From a Bulls perspective, it is bad
It probably did not feel good for the Bulls players on the court hearing the capacity crowd at the United Center cheer louder for Klay Thompson's record-breaking bucket than for them.
Getting torched by that score is bad enough. This Bulls team is very banged up without young star Lauri Marrkanen, Kris Dunn, Denzel Valentine or Bobby Portis and the Warriors were going to win handily regardless, but this was brutal. No defense what so ever way played and guys like Thompson and Curry were either getting wide open or just jogging on by defenders with little to no effort to stop them. A criticism of the team since season's beginning.
In the end, nobody on the team looks good - not the players and certainly not head coach Fred Hoiberg, who is getting some heat after this loss. One could imagine if the Warriors had their starters in the entire time what the score would be like in the end.
Hoiberg feeling some heat
During losses like these, head coaches always are right in the fray on criticism. They may not be on the floor, but they coach them on the floor and teach them what to do in situations. The lack of defense and no aggressiveness from the Bulls on the floor on the Warriors as they made shot after shot is something that has people asking questions. Stephen A. Smith on ESPN First Take called Hoiberg's coaching on Monday "An atrocity," yelling that he should have done "something" to Thompson and the Warriors.

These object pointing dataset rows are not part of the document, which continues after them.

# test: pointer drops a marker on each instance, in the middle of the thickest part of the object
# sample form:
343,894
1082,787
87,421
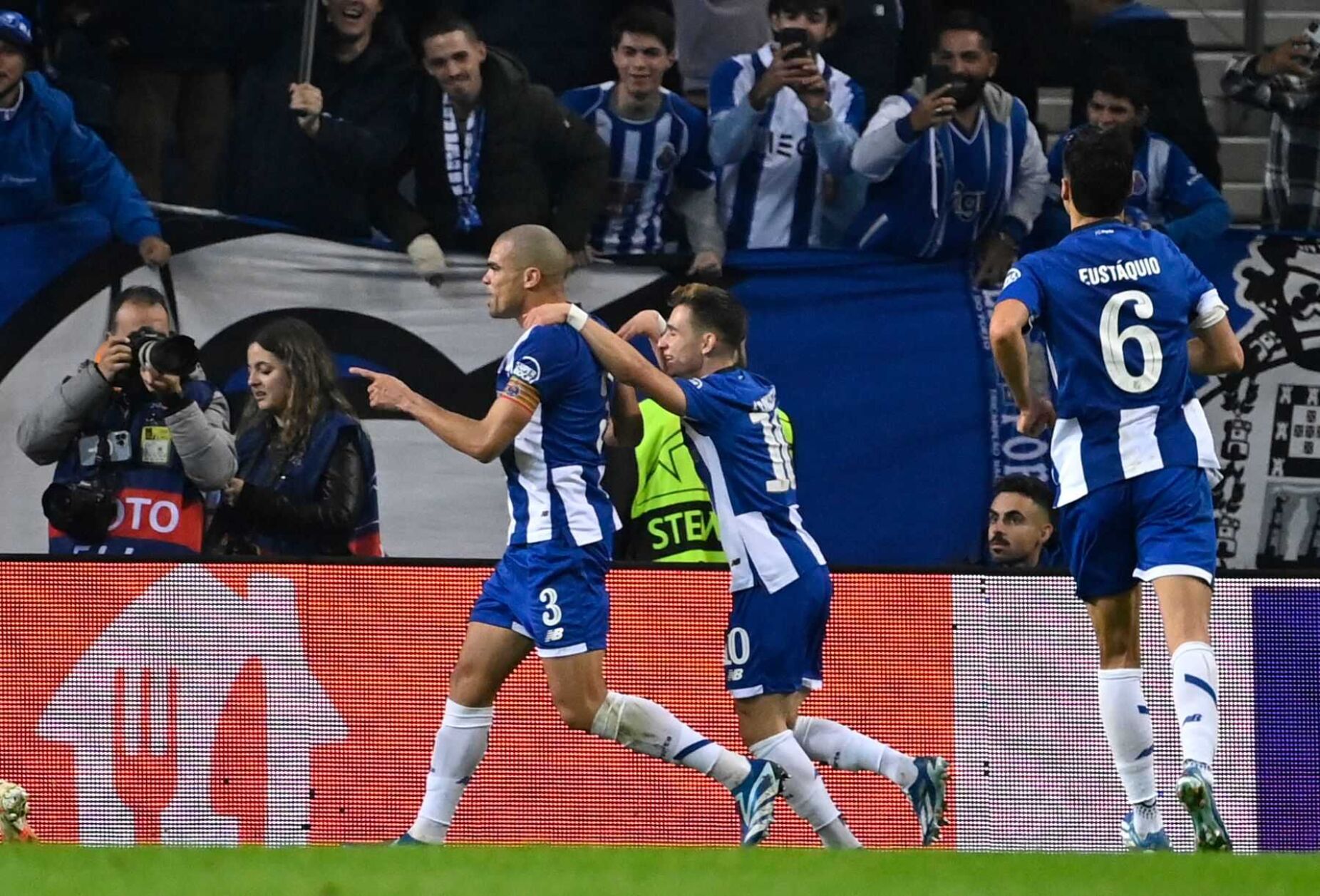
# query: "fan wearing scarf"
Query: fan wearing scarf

Hoiberg acknowledged that his team got beat terribly and clearly was not happy in the postgame presser. "It's pretty simple Sam, we got our ass kicked," a disgruntled Hoiberg said to NBA writer Sam Smith.
Where was the emotion on the court, many ask. Why did he not do what Stephen A. Smith begged for the day after, "something"? Fred Hoiberg's place as an NBA head coach, after being a very successful college coach, has been met with mixed feelings since day one of his Bulls tenure. This seems to add more questions than answers moving forward.